I came across a very interesting two-part review on several books about mental illness and psychiatry in the New York Review of Books today.
The first part is here: http://www.nybooks.com/articles/archives/2011/jun/23/epidemic-mental-illness-why/. The reason that the reviews came to my attention is because the reviewer, Marcia Angell, is garnering a fair amount of backlash from the psychiatric community. It may be that she hit a little too close for their comfort.
Angell’s round-up includes three authors who cover a variety of important and thought-provoking issues and problems within the realm of mental illness treatment in their books, and who share similar views on the direction that treatment has taken. (I’ve read the Whitaker book, and found it fascinating).
Since the advent of the psychoactive drug revolution – starting with Thorazine in the 1950s, but really ramping up with Prozac in the 1980s – the people of America are being diagnosed will mental illnesses and treated with medications at a staggering rate. About 10 percent of Americans over age six now take antidepressants, and the new generation of antipsychotics, such as Risperdal, Zyprexa, and Seroquel, has replaced cholesterol-lowering agents as the top-selling class of drugs in the US, according to Angell.
While the review highlights many linkages throughout each of the books in the evolution of mental illness treatment in this country, the bottom line is this: psychiatrists are prescribing drugs instead of employing talk therapy (or other therapies) because they get more money that way, both from insurance companies, and from the pharmaceutical companies with whom they’ve developed some ridiculously close, and to me, patently unethical relationships.

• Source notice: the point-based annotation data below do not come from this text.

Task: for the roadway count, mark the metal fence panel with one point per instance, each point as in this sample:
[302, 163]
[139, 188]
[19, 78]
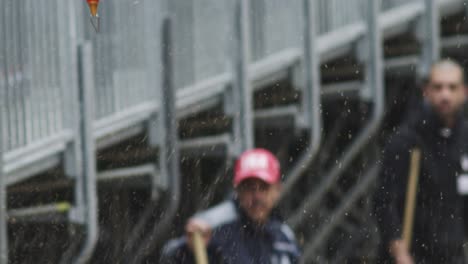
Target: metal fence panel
[30, 75]
[276, 25]
[389, 4]
[202, 39]
[126, 55]
[333, 14]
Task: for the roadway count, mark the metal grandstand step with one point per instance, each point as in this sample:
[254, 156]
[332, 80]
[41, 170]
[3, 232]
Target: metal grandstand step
[49, 213]
[205, 146]
[339, 213]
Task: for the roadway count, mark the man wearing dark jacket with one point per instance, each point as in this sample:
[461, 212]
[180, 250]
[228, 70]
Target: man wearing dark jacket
[439, 131]
[242, 230]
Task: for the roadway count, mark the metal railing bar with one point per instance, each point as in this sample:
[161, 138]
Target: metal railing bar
[375, 80]
[336, 217]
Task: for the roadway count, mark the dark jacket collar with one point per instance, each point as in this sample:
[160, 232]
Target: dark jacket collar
[428, 124]
[253, 228]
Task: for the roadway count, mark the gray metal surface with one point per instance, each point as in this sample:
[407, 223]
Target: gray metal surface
[169, 161]
[88, 180]
[374, 77]
[311, 107]
[242, 104]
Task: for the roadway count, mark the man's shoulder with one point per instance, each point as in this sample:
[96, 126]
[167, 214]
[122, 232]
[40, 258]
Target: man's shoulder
[285, 239]
[402, 138]
[219, 215]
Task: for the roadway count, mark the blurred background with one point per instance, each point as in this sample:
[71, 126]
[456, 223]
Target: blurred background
[109, 140]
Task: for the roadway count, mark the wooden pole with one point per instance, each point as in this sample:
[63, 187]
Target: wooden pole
[199, 248]
[411, 192]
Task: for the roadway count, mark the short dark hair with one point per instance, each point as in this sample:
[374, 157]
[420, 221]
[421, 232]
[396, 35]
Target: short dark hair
[446, 63]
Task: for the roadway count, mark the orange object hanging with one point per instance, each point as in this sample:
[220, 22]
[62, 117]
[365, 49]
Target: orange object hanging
[93, 7]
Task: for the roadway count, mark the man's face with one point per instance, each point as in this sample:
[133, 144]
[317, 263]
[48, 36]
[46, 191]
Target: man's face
[257, 198]
[446, 91]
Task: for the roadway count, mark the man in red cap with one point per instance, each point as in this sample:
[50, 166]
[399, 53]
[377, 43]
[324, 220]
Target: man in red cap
[242, 230]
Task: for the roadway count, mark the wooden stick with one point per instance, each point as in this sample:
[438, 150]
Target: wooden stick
[199, 248]
[411, 192]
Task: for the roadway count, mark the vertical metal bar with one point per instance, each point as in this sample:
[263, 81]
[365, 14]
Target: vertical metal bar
[169, 151]
[3, 187]
[86, 88]
[374, 80]
[7, 107]
[242, 97]
[430, 37]
[3, 123]
[311, 96]
[23, 80]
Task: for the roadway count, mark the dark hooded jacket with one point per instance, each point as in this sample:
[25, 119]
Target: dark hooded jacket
[237, 240]
[438, 233]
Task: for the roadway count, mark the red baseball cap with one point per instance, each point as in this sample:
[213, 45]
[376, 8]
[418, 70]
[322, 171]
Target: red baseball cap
[257, 163]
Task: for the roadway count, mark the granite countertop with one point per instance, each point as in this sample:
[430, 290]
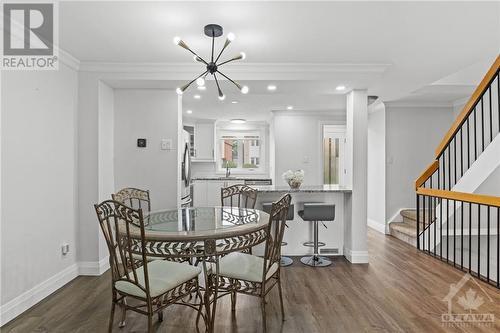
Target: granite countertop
[302, 189]
[231, 178]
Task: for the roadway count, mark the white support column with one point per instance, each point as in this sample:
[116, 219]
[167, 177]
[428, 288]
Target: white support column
[355, 210]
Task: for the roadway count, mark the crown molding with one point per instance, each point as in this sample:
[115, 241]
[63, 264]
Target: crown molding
[317, 113]
[418, 104]
[189, 68]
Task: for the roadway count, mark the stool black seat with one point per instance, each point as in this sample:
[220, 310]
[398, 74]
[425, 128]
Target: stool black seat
[316, 212]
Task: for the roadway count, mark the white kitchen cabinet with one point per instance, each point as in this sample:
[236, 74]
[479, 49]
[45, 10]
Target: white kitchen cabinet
[200, 193]
[204, 141]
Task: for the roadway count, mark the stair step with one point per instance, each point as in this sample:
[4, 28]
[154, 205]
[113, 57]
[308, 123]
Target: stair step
[407, 232]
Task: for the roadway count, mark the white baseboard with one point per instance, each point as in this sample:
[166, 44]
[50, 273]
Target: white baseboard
[26, 300]
[397, 217]
[93, 268]
[356, 257]
[380, 227]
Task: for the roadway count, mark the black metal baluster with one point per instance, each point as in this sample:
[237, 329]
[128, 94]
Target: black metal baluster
[479, 241]
[482, 124]
[449, 167]
[447, 229]
[461, 154]
[491, 115]
[418, 219]
[423, 228]
[462, 234]
[498, 243]
[468, 145]
[455, 159]
[454, 231]
[475, 135]
[429, 225]
[488, 246]
[470, 238]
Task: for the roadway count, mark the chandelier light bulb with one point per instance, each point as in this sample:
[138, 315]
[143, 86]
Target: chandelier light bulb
[200, 81]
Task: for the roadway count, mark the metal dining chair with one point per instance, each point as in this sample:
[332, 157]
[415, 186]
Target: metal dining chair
[252, 275]
[152, 286]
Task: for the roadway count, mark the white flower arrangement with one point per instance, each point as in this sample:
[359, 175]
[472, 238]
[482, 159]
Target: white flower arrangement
[294, 178]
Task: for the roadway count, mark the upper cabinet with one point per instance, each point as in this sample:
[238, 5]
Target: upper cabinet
[204, 138]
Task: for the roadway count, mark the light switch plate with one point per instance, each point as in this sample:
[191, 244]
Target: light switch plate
[166, 144]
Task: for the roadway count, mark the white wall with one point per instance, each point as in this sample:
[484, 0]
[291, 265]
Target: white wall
[376, 167]
[150, 114]
[412, 135]
[298, 143]
[38, 156]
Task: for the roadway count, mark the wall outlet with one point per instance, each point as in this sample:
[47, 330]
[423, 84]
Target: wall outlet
[166, 144]
[65, 249]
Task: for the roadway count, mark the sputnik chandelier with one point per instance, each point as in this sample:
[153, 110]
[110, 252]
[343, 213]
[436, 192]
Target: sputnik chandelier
[212, 67]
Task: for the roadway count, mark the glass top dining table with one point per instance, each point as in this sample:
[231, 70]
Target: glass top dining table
[199, 223]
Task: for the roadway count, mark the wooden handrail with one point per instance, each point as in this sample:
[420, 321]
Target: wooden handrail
[461, 196]
[426, 174]
[469, 106]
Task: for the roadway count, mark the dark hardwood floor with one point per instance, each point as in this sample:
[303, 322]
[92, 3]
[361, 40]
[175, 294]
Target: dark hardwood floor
[401, 290]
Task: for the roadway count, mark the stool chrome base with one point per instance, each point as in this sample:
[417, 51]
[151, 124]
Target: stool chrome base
[286, 261]
[315, 261]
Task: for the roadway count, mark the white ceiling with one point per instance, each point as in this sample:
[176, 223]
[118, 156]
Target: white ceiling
[419, 43]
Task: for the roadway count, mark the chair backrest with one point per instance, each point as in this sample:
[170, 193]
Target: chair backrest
[275, 231]
[123, 229]
[239, 195]
[134, 198]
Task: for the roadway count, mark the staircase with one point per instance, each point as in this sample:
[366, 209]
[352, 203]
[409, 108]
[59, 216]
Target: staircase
[457, 226]
[407, 230]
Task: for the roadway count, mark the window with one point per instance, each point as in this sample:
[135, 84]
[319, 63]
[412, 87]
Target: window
[239, 151]
[333, 154]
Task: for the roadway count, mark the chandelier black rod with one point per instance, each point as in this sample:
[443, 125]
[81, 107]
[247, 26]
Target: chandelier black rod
[225, 62]
[218, 87]
[196, 78]
[233, 82]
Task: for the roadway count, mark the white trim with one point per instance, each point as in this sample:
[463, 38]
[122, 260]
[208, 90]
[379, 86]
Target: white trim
[26, 300]
[324, 69]
[398, 217]
[377, 226]
[356, 257]
[312, 113]
[418, 104]
[93, 268]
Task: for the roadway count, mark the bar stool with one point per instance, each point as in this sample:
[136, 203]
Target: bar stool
[315, 212]
[266, 206]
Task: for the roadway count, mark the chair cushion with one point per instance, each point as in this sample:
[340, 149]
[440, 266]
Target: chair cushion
[244, 266]
[163, 276]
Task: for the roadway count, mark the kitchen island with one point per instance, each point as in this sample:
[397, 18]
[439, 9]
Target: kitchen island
[299, 231]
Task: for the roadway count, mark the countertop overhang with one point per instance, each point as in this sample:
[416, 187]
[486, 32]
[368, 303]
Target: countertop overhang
[302, 189]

The psychiatric community, of course, is screaming mad. Some of the letters to the editors were published last week: http://www.nybooks.com/articles/archives/2011/aug/18/illusions-psychiatry-exchange/.
Nothing is black and white, both sides have strong points, and, as is often the case with discussions about clinical study findings, different stakeholders will place emphasis on different findings, so it’s hard to know which outcome to believe. If we can just pull our focus away from the finger pointing in this argument for a moment, however, there is another basic point that needs to be considered, and it is found in the last paragraph of the second part of Angell’s review: “Our reliance on psychoactive drugs, seemingly for all of life’s discontents, tends to close off other options. In view of the risks and questionable long-term effectiveness of drugs, we need to do better.”
I am not saying that we shouldn’t utilize medication. What I am saying is that we shouldn’t stop there, and be content with that modality of treatment. We must acknowledge that there are huge risks with these drugs. There is research that points to evidence of cognitive impairment after years of taking anti-psychotic and bi-polar medication. Some of the risk is in the unknown. These medications are new enough that we haven’t seen all of the long-term effects play out.
There are also some heavy side effects. My mom has been taking Zyprexa (Olanzapine) for just over two years now. Within six months of starting the drug, she had significant tremors in her hands and legs, and they’ve never gone away. She isn’t able to stand still anymore, and constantly shifts her weight from one foot to the other, like a small child that has to go to the bathroom. In fact, she now says that she “needs to pee” about every fifteen minutes, and I’m wondering if that is due to the anti-psychotic medication, too.
Have her primary symptoms of paranoia and delusions improved? Most definitely. Would other therapies work as well on these symptoms? I don’t know. But her case, and those of many others whom I’ve read about in my research, leads me to believe that we are doing ourselves a very great disservice by relying so heavily on drugs, to the detriment of the development or continued use of other treatment options.
As we’re hearing from Angell and others, the system doesn’t support other options. Prescription coverage is standard with most medical insurance plans, long-term outpatient mental health services are not. Not only are psychiatrists and doctors defaulting to medication instead of talk therapies, it is also less costly for the patient. As we know, though, you get what you pay for. For a country like America, that prides itself on its ability to innovate, it is shameful to settle for such a one-dimensional approach when it comes to the well-being of its citizenry. I echo Angell. We need to do better.